Madison golfer Tess Hackworthy, left, high fives dad / caddy Dave, after saving the par behind the bunker in 18th place to secure a spot in the LPGA / Symetra Tour Qualifying School second stage on the number .
She rescued Pars with her wedges on numbers 7 and 9 after climbing up and down from about 100 yards for bogey on the sixth par-4 hole during a critical section at the beginning of her round. Hackworthy then cracked her ticket to Plantation G&CC in Venice, Florida, at number 18, where she overruled her father / caddy Dave and used her trusty 54-degree wedge to save the par after hitting a 5-iron from 178 yards had hit right through the green.
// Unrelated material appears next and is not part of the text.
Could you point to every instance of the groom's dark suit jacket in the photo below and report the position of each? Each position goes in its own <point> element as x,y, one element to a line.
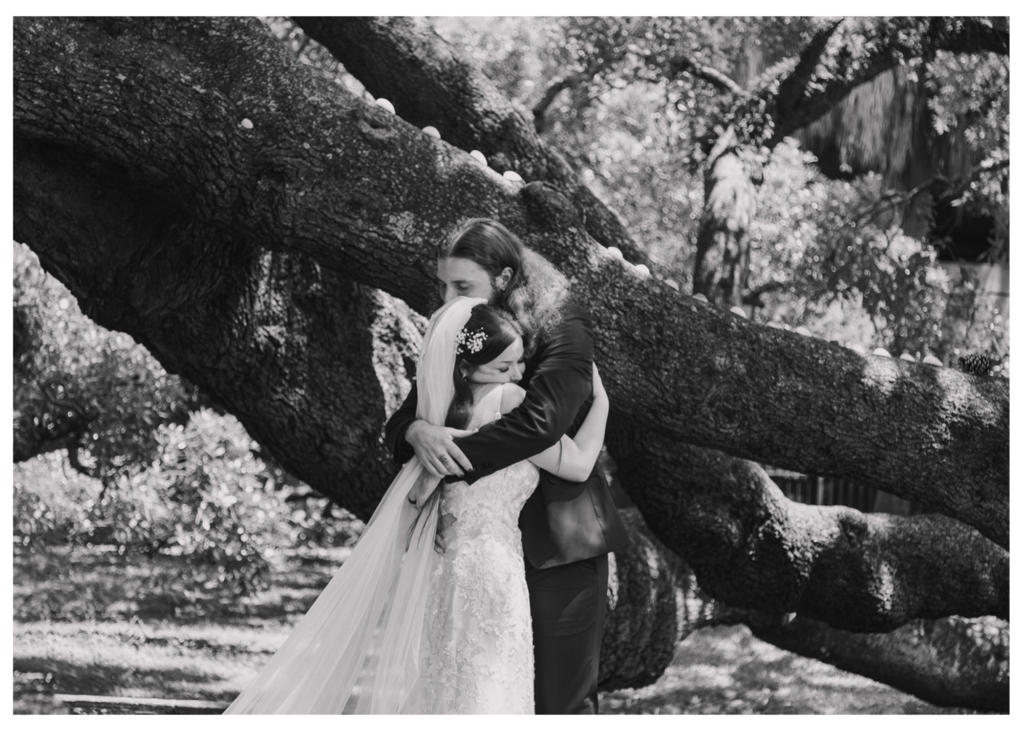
<point>562,521</point>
“Like I said (Saturday), that’s all I’ve been working on in the last few years because when I got out of here I missed that,” Hackworthy said of her short game. “I knew I could hit the ball, but it was only around the greens … these girls out here are really good on the greens and they are really good with the (putter). I have to keep working on that, is also my (putter).
“I feel really good now with a wedge in my hand. It doesn’t bother me ‘me like’ Yes, give me the 54 (-grad). ‘ I feel like I can create it now instead of just trying to get it close. “
And now it’s up to Stricker to follow Hackworthy’s example and take the same steps in her short game. This week, Hackworthy said, was just the beginning.
“I’m so glad she’s out here and having this experience,” said Hackworthy. “And she played really well for the first time this week. It’s one step at a time. It’s a complete process. It’s progress, not perfection … never.
“In order for her to come out and have that experience and learn from it, you know that now she’s going to be working on things that she wants to work on, just like me, because there is always something to work on.”